Affectiva's Automotive AI could keep distracted and drowsy drivers from causing accidents https://t.co/oWvWYAaWsq
— TNW (@thenextweb) March 23, 2018
Evidently, there are some amazing things that can be done if we give up privacy, but there needs to be more regulation, more transparency and more thought into protecting privacy. With camera-based AI devices on the rise (Amazon’s Echo Look, for example), there is a real need to reassure the customer about the use of their data.
Embracing the future
‘Kreyon City’, an installation at the exhibition, invites visitors to build their own cities using Lego pieces and invites them to learn about how humans and AI could collaborate to make decisions around infrastructure, architecture and city planning. All progress is monitored by video cameras and sensors. The idea is that the best, most effective solutions consist of a combination of data, creativity and input from both machines and humans. This is the same for the use of AI within organisations. A balance between computers and people is key. For example, within customer service, AI can carry the burden for many simple, repetitive tasks but for more complex tasks, the human touch is needed.
In a similar vein, when AI is used within organisations, it must be monitored and understood by a human. Even after an algorithm or AI is built, humans must be kept in the loop.
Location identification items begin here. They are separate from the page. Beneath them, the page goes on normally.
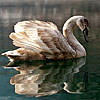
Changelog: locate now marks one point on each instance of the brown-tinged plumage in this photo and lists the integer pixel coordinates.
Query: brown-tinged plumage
(39, 40)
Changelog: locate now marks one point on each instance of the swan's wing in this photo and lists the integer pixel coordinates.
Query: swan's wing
(40, 37)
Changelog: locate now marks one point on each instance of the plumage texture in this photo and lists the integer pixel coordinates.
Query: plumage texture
(42, 40)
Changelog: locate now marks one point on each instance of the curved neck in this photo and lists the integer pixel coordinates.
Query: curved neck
(73, 42)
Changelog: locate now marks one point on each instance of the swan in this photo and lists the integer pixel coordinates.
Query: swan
(39, 40)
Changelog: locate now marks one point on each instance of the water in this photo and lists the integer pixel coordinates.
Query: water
(51, 80)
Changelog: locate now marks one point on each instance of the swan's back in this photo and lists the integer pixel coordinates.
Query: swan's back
(43, 38)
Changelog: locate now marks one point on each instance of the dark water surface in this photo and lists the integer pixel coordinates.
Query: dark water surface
(77, 79)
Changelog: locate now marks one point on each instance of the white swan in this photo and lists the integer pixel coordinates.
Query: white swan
(42, 40)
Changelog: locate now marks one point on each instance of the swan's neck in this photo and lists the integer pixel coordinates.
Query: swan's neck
(73, 42)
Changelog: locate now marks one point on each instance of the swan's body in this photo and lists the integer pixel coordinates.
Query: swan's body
(42, 40)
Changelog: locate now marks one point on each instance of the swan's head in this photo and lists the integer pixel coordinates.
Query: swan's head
(82, 23)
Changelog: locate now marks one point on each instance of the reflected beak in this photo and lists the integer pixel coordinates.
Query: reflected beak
(85, 32)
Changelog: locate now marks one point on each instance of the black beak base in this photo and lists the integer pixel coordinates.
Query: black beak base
(85, 32)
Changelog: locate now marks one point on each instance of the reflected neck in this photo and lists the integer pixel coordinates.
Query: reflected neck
(71, 39)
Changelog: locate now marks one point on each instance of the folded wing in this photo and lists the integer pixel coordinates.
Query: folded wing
(40, 37)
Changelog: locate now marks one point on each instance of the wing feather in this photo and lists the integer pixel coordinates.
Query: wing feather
(39, 36)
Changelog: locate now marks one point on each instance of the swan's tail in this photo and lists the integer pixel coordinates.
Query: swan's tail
(23, 55)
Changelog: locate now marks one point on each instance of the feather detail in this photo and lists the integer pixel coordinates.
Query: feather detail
(42, 38)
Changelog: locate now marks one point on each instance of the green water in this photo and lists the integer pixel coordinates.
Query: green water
(77, 79)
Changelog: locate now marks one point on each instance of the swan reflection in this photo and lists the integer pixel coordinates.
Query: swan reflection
(41, 78)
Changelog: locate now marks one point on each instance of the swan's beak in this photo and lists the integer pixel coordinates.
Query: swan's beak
(85, 32)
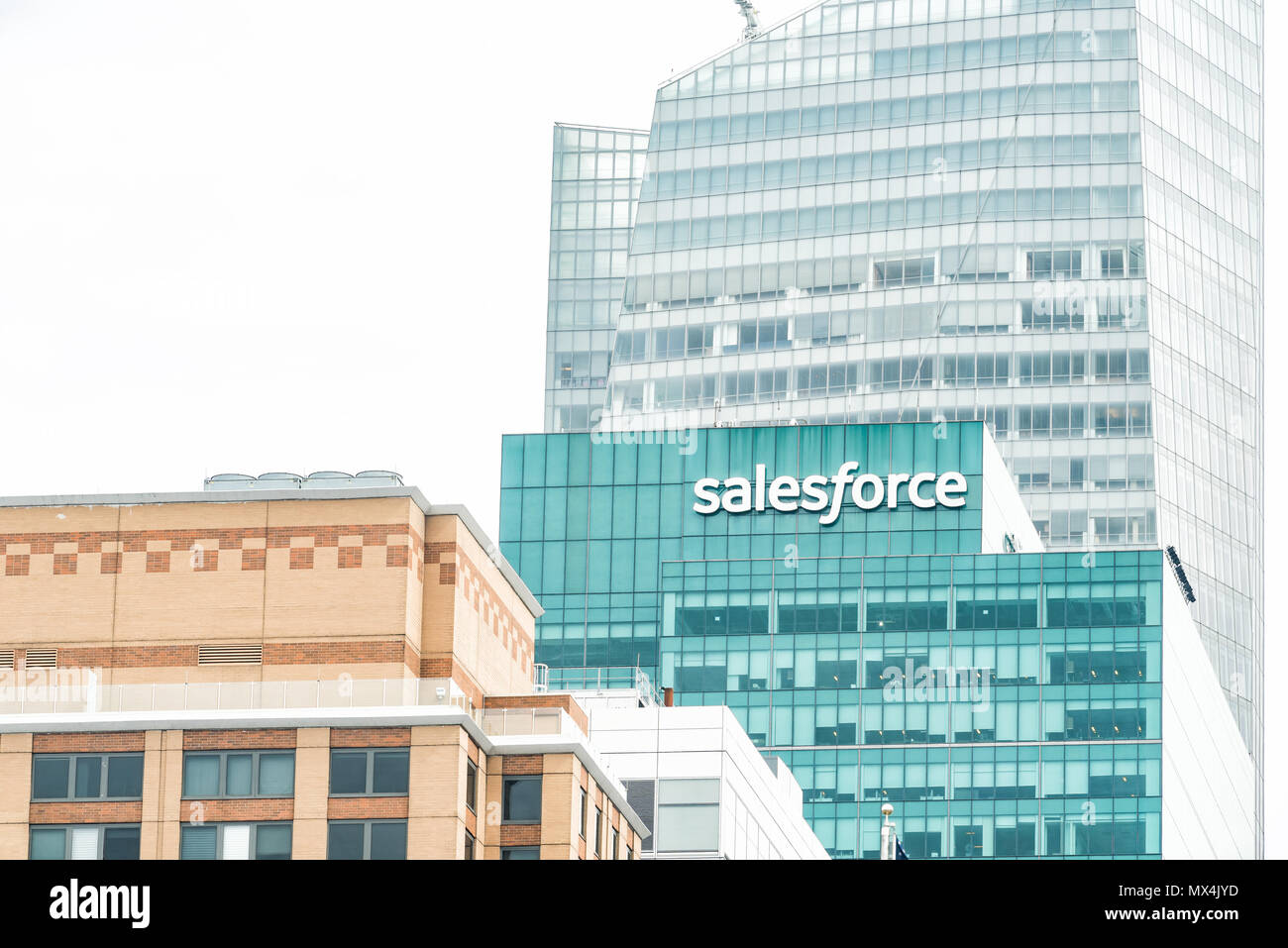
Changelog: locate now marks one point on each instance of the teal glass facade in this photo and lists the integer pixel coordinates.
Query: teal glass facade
(1009, 704)
(1044, 214)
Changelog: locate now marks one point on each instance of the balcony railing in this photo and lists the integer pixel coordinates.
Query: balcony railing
(610, 679)
(81, 693)
(78, 691)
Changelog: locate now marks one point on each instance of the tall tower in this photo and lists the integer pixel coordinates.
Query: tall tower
(1043, 214)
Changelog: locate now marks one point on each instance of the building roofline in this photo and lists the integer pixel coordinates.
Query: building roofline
(616, 434)
(614, 129)
(412, 493)
(764, 31)
(490, 745)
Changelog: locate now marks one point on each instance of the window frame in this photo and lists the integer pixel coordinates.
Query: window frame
(366, 837)
(372, 772)
(257, 754)
(518, 779)
(254, 836)
(67, 837)
(472, 785)
(104, 763)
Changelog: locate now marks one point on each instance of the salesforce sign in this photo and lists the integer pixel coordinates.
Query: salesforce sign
(822, 494)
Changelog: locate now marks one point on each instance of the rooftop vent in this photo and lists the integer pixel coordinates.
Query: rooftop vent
(1179, 572)
(230, 655)
(42, 657)
(318, 479)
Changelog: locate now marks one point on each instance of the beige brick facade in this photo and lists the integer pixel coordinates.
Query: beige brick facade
(436, 810)
(310, 590)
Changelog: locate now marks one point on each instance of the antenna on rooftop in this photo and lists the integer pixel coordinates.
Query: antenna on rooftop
(747, 11)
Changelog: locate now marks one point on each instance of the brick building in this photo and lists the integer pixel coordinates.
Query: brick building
(282, 672)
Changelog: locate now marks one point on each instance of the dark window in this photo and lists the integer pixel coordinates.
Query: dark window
(84, 843)
(348, 772)
(86, 777)
(520, 800)
(121, 843)
(370, 772)
(50, 779)
(236, 841)
(390, 772)
(370, 839)
(237, 775)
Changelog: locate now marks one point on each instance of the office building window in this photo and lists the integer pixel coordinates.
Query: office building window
(520, 800)
(86, 777)
(215, 775)
(472, 782)
(236, 841)
(370, 772)
(688, 815)
(366, 839)
(114, 841)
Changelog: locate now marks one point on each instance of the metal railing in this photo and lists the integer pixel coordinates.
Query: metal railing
(84, 694)
(629, 678)
(88, 695)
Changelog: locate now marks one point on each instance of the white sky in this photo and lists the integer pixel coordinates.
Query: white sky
(300, 235)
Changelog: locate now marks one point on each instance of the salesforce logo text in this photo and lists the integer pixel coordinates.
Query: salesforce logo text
(822, 494)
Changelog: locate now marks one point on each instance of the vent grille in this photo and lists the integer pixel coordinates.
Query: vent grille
(230, 655)
(42, 657)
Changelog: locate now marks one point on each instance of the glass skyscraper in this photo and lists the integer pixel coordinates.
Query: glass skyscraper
(592, 198)
(1041, 214)
(1009, 702)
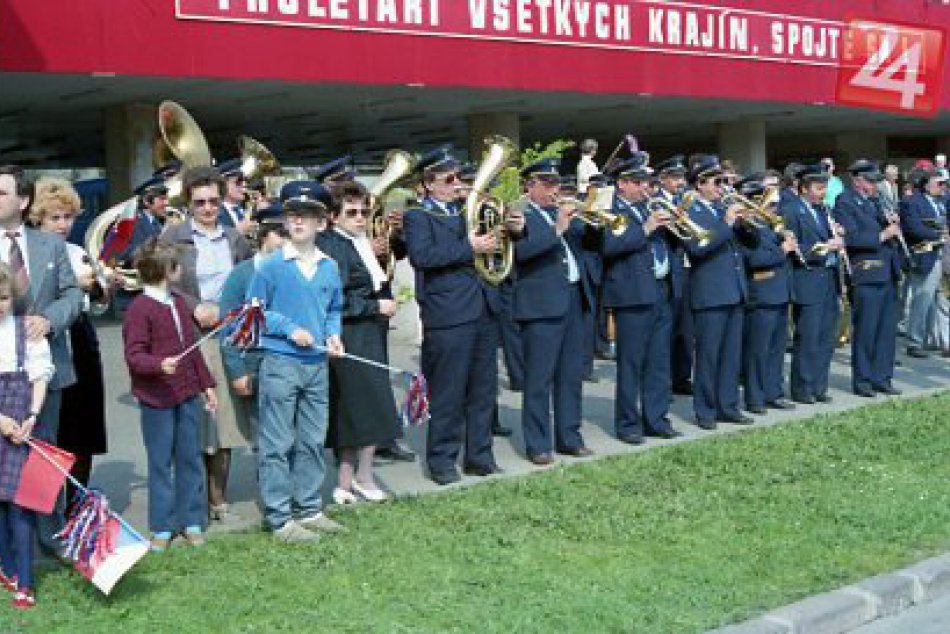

They must keep track of it and avoid a ‘black box’ problem where they don’t understand how it is making decisions.
As Anna Holsgrove tells Econsultancy, rather than fearing AI, there is a lot to embrace in this collaborative future. “There are many different ways to think about AI, but we always knew that we wanted to create a positive journey that focused on the collaboration between humans and AI and inspired visitors about the opportunities that the future brings,” she says.
To promote the exhibition and start a conversation around AI, the Barbican collaborated with marketing technology agency Byte to create a chatbot. Users can engage with the bot to understand AI’s impact on society in a conversational manner. As well as acting as an educational tool, it also worked as a way of gathering insights.
“The purpose of the chatbot was to make people think, but the other objective was around how the Barbican can gather people’s thoughts and feedback. The chatbot features live polls which gather data from the conversations that are taking place on the bot,” Isabel Perry, Director of Technology at Byte tells Econsultancy.